Michael finally agrees to have no more meetings this week. Not five minutes later, however, Jim catches Michael with a group of employees in his office, holding another useless meaning.  Does he seriously not understand this, or is he just on a power trip?

So, Michael and Jim exit the “non-meeting” to discuss their power struggle over whether they are c0-managers or if Michael is the senior manager of the branch.  They decide to call David Wallace (Andy Buckley), the company’s CEO, when someone tells them he is on the phone.  They take his call only to discover that they will have to inform the staff that there will be no cost of living wage increases this year, but they do have a lump sum they can distribute as they see fit. During the entire conversation they are talking over each other in an attempt to show David who is going to take charge.  It’s office politics at its worst and quite pathetic actually.

Several plans are proposed, none of which the office staff likes. Dwight, of course, is eating it up and trying to push people to revolt. However, unlike the founding fathers (as Dwight points out) the office staff isn’t really motivated to start a revolution.  In the end, Michael and Jim share a drink of gin while hiding in Michael’s office.

As a side note, Pam has announced that she is registered for the wedding, but that they would prefer getting cash.
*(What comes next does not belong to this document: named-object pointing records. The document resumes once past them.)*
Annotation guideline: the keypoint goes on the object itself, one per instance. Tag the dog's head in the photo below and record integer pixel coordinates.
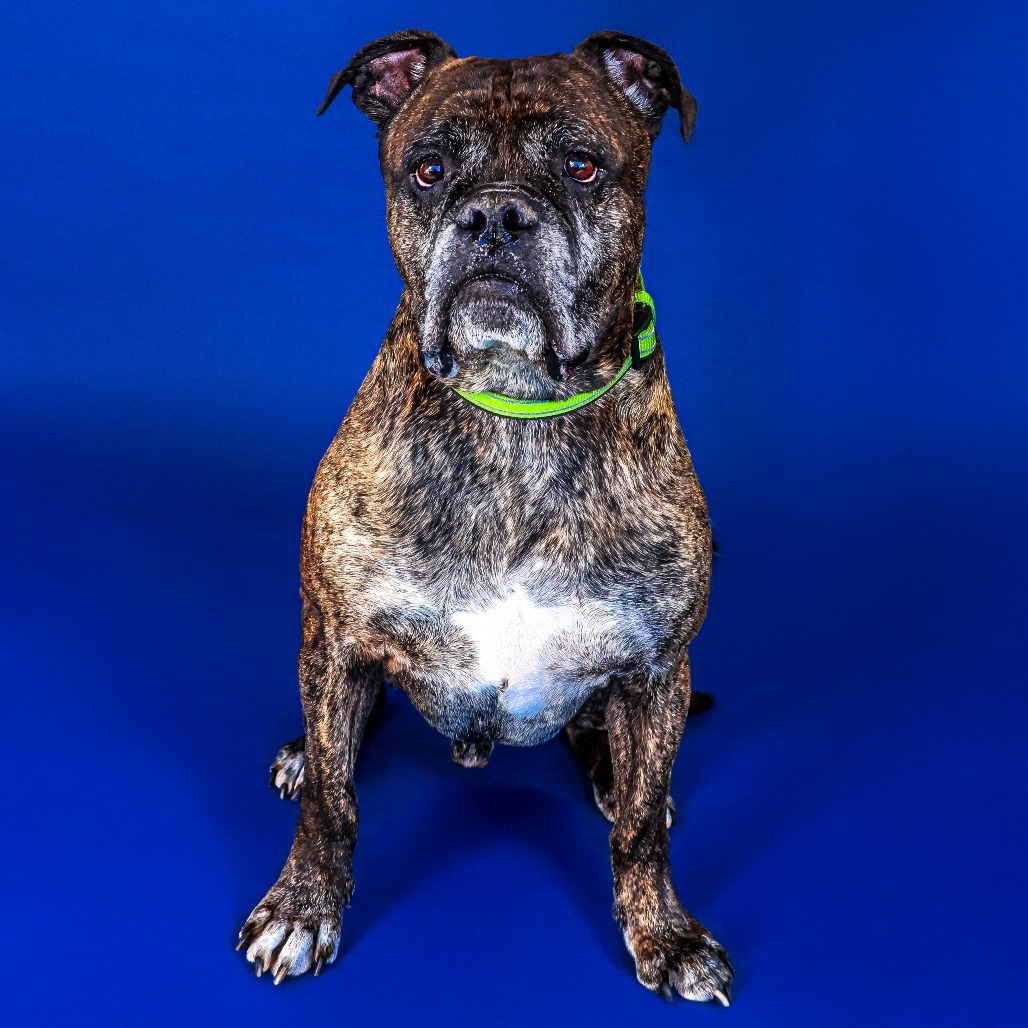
(514, 192)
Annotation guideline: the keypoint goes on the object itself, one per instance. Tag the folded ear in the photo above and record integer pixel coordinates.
(645, 74)
(384, 73)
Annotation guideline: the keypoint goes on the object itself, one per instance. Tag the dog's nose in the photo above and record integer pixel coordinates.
(497, 219)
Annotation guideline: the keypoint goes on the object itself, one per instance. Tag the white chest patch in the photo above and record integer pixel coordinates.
(515, 640)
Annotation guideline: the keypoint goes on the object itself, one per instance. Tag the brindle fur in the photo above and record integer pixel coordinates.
(426, 508)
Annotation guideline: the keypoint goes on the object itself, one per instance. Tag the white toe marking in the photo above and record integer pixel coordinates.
(263, 946)
(294, 957)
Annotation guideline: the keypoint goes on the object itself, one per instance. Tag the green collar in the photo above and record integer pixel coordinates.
(644, 343)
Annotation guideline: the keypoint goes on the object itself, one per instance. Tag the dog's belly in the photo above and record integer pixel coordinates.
(522, 665)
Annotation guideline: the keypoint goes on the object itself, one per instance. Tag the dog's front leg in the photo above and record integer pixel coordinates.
(296, 926)
(672, 951)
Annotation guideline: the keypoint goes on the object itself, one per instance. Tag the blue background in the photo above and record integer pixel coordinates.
(195, 279)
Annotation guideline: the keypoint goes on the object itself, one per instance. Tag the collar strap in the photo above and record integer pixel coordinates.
(644, 343)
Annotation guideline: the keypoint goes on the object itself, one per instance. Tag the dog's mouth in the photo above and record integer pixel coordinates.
(498, 329)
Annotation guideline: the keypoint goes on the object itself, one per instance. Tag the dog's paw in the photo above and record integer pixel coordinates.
(287, 771)
(604, 801)
(682, 957)
(292, 930)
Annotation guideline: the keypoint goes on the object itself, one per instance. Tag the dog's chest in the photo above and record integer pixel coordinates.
(518, 661)
(519, 641)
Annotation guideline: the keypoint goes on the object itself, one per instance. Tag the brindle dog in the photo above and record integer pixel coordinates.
(514, 577)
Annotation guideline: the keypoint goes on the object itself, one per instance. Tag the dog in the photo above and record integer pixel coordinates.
(508, 526)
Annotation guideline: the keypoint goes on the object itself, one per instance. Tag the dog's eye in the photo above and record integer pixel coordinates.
(429, 173)
(580, 167)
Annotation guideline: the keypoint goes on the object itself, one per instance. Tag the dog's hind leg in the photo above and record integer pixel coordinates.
(287, 771)
(296, 926)
(672, 951)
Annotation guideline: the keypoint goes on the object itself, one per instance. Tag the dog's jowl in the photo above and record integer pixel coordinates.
(507, 526)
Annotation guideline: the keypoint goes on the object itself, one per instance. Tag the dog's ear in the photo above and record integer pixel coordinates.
(384, 73)
(646, 74)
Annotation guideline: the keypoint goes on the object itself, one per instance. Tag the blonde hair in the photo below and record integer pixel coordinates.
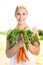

She finally gets over her hesitancy to ask for cash, only to end up giving someone cash as an “investment” in a sports gambling algorithm.  Overall this wasn’t a very funny episode to me, unless there’s something wrong with my funny meter.  I sure hope they kick it up a notch.  The Office is NBC’s highest rated scripted show, and the network needs it to stay that way.  Someone over there needs to prod the writers and get their creative juices flowing again.  That’s my two cents’ worth anyway.